Poutine ne va pas rester les bras croisés
Moscou ne vas pas tarder à réagir au bouclier américain de défense antimissile, prédit le journaliste Dinu Flămând sur le portail de blogs Adevărul :
«Nous ne savons pas si Poutine attendait aux affûts. Mais il n’hésitera pas à répondre, sans se laisser intimider par les conséquences qu’ont d’ores et déjà les sanctions économiques occidentales en Russie. … On ne peut pas dire que la Russie redoute le système de défense situé à Deveselu ou celui stationné en Pologne. Mais une chose est certaine : Poutine n’est pas le joyeux danseur cosaque [l’ex président russe], Boris [Eltsine], qui ignorait le nouveau front idéologique allant de la mer Baltique à la mer Noire. Le fait que l’Iran - la puissance potentiellement déstabilisatrice initialement invoquée pour justifier le système de défense antimissiles - semble entre-temps être devenu un docile marchand de tapis, ne fait que décupler sa nocivité.»
Protéger les citoyens
Dans une tribune au journal Gazeta Wyborcza, le secrétaire général de l'OTAN Jens Stoltenberg explique les raisons de la mise en place du bouclier antimissile :
«Nous ne pouvons pas savoir avec certitude quels défis nous attendent. Les soixante-sept ans d'histoire de l'OTAN nous l'ont bien montré. Nous avons bien vu aussi qu'il importe d'être préparés à défendre nos pays contre toute menace à tout moment. A cet égard, la cérémonie de cette semaine à Deveselu et le début des travaux à Redzikowo représentent d'importants pas en avant. … L'objectif de l’OTAN est clair : protéger les citoyens et le territoire de ses pays membres contre toutes les menaces. Il s'agit non seulement des attaques classiques, terrestres, aériennes ou maritimes, mais aussi de la menace bien réelle que représentent les missiles balistiques provenant de l'extérieur de la zone euro atlantique.»

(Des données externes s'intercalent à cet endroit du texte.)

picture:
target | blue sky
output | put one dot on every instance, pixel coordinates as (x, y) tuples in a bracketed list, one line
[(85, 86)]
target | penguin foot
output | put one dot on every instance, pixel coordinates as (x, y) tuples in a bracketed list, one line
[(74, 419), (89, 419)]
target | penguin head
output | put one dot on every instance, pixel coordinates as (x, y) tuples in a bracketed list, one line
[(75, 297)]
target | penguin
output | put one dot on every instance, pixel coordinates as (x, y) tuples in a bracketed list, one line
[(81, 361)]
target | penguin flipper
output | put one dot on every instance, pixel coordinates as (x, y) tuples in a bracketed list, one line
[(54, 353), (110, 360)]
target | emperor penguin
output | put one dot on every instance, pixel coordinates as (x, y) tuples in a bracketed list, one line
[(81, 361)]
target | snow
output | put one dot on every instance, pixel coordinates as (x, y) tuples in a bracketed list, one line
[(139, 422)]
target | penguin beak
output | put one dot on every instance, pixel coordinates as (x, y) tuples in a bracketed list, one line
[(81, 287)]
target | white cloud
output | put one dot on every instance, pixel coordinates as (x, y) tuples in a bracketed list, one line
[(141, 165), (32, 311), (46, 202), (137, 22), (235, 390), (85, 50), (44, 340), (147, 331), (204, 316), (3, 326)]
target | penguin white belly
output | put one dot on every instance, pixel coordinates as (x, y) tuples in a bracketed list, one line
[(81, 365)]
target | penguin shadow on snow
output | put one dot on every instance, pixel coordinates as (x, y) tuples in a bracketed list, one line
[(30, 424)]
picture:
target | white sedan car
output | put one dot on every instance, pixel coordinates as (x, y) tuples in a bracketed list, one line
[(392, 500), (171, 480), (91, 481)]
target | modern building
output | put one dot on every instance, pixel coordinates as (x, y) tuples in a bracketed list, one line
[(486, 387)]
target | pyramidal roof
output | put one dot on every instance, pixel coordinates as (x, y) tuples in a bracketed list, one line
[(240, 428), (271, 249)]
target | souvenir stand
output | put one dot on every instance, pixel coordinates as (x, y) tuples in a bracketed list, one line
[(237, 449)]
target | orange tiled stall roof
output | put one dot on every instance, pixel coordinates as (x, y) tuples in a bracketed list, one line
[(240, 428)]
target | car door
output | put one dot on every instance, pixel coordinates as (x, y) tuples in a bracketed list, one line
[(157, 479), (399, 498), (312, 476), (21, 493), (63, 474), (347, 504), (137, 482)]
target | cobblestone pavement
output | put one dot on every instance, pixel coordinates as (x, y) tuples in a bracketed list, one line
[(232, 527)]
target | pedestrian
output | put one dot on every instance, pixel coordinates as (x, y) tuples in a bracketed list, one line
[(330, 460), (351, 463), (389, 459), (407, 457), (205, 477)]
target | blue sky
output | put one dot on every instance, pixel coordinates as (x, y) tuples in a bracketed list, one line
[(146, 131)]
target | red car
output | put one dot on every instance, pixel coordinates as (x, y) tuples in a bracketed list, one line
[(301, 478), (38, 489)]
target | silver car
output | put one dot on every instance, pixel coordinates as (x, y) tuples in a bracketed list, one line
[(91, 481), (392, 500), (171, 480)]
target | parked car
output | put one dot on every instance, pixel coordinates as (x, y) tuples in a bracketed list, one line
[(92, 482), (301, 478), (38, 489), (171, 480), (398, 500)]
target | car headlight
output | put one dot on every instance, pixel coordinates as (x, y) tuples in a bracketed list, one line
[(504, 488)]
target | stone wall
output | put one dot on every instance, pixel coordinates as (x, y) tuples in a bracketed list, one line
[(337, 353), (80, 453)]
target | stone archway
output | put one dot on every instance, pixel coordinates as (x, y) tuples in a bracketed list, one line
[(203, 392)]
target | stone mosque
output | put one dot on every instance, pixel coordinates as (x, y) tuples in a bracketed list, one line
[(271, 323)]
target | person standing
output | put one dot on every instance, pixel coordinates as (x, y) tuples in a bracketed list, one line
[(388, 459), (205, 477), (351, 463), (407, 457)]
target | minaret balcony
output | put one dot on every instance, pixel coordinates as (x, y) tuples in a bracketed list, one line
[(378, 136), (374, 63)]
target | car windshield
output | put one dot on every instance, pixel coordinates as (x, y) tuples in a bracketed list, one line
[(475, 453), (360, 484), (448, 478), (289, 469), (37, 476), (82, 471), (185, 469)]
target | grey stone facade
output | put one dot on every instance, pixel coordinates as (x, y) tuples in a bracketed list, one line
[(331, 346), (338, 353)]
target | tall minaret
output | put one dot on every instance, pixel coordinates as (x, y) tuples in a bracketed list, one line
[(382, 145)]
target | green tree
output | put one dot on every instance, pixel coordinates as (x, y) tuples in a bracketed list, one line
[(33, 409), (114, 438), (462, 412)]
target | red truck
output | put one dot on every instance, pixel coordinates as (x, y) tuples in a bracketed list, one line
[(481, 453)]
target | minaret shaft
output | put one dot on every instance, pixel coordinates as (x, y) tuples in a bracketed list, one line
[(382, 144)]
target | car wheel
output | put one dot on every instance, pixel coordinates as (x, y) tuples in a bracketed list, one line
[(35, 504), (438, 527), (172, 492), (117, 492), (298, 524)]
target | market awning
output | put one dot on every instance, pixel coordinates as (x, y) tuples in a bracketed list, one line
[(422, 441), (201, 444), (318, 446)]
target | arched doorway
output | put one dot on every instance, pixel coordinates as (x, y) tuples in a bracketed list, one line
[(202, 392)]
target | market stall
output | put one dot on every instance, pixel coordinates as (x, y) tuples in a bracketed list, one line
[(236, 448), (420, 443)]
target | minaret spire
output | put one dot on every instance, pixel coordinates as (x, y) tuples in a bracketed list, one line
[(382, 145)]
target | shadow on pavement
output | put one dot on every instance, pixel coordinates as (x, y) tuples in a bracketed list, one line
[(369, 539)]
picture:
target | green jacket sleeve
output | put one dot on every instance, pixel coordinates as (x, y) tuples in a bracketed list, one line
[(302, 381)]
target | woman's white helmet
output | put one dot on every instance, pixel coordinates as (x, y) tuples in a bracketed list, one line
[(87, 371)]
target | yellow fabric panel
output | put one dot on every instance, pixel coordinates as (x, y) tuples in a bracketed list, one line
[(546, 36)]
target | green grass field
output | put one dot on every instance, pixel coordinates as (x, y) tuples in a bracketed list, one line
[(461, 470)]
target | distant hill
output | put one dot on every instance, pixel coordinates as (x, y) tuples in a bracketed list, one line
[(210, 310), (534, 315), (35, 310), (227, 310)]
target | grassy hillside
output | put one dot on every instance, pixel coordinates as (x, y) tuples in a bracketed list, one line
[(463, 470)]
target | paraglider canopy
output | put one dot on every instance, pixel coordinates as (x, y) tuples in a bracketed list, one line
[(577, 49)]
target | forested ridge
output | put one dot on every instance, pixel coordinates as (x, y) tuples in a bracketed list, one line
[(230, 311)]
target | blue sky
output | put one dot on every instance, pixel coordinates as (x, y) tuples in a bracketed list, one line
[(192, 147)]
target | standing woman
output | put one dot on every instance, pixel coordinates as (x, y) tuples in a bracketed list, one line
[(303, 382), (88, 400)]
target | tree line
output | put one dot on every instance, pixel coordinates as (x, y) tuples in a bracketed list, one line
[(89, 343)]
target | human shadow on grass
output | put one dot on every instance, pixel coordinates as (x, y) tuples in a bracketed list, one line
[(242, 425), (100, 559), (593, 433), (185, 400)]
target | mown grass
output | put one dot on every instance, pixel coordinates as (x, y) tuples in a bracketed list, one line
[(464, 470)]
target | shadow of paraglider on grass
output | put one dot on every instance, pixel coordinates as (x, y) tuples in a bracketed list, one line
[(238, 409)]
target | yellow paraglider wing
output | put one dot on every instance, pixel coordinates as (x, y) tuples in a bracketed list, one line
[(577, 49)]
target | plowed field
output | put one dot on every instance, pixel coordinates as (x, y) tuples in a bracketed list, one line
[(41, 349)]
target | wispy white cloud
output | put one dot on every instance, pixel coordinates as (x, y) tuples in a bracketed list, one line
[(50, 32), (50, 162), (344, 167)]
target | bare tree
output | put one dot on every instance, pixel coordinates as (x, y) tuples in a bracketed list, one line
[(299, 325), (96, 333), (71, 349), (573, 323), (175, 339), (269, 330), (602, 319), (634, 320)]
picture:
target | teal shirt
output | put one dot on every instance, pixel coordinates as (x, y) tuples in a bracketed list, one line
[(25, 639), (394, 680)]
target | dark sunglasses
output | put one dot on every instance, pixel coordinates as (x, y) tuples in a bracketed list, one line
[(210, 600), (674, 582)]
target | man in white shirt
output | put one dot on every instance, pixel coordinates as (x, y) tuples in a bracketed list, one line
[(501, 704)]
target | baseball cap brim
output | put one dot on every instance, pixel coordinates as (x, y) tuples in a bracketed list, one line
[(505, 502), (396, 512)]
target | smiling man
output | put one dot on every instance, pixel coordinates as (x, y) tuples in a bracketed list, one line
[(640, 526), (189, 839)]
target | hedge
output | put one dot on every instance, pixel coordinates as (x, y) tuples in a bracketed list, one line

L'OTAN devrait être plus claire
La Russie ressentira comme une provocation la consolidation du système de défense antimissile de l’OTAN en Europe de l’Est, redoute Le Temps, qui conseille à l’organisation de jouer cartes sur table :
«Il y a urgence à clarifier les intentions stratégiques de l’OTAN avec ce bouclier. Quand on installe des batteries de missiles en Pologne et en Roumanie, qu’on renforce les troupes en Pologne et dans les Etats baltes, autant l’annoncer sans détour: c’est la Russie dont on veut se protéger car l’on craint son redéploiement militaire, son discours pan-russe, ses extensions territoriales. Cela mènerait-il inévitablement à la confrontation? Au contraire: cela permettra de mettre à plat les intérêts de chacun, de restaurer le dialogue, d’éviter de glisser dans un conflit dont personne ne veut. Comme c’est déjà le cas en Ukraine.»